Все вдруг встало на свои места, оказалось проще простого: насилие над собой приводит к вымученному морализаторству. Питер по-настоящему объективен, т.е. он неспособен ехидничать или попусту любопытствовать. А значит, я могу не скрывать от него своей растущей тревоги по поводу дальнейшей судьбы Пиа.

– Что же все-таки ждет Пиа, если она решится покинуть «Брандал»?

– Уедет в Америку, – ответил Питер. – Ты что, забыл?

– А если ей не удастся найти там работу?

– Тогда вернется в Швецию.

– Здесь ей тоже может не повезти…

– О чем ты беспокоишься? Она будет следовать своей судьбе.

– Пиа мне кажется беспомощной и несамостоятельной.

– Большинство людей такие. Впрочем, хорошо, если ты будешь думать о ее судьбе – пусть даже издалека…

Он умолк. В голове у меня роились разные практические проекты, а потому я не обратил особого внимания на последние слова Питера. Слово «издалека» напрасно крутило пируэт за пируэтом: раз-два-три…

– В случае, если ничего не выйдет, сможет ли она здесь получать хоть пособие по безработице?

Питер пожал плечами:

– В этом вопросе я абсолютно некомпетентен. Пособия по безработице не получал никогда, а зарплату – почти никогда. Что может быть нормальнее положения, когда человек сам себя кормит?

– Питер, ты столько времени уделяешь другим, а вот чем люди живут, тебя, похоже, не интересует…

– Люди живут тем, что дает земля.

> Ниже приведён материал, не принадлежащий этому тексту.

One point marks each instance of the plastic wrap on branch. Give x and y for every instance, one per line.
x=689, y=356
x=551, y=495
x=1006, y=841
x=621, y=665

А ведь какими только лживыми, преходящими благодеяниями, которыми они якобы друг друга одаривают, не камуфлируется этот простейший факт. Изучать формы таких благодеяний? Не думаю, чтобы это мне что-то дало.

72.

Тот вечер – это просто отрезок времени; это также клубок событий и эмоций, имеющих серьезное значение, я интуитивно улавливал это, но четко выразить не мог. В результате же мое внимание оказалось притуплено, и ничто конкретно не внушало тревоги. По телевидению передавали интервью с Анитой Экберг, Питер отправился на прогулку, Альма – тоже (вместе с девушкам-дипломантками).

Анита Экберг… На экране в полный рост вставала трагедия суетности. Вначале я на полном серьезе подумал, что интервьюируют какую-то представительницу древнейшей профессии – огромную женщину в черном платье с обильным, зловещим гримом на лице.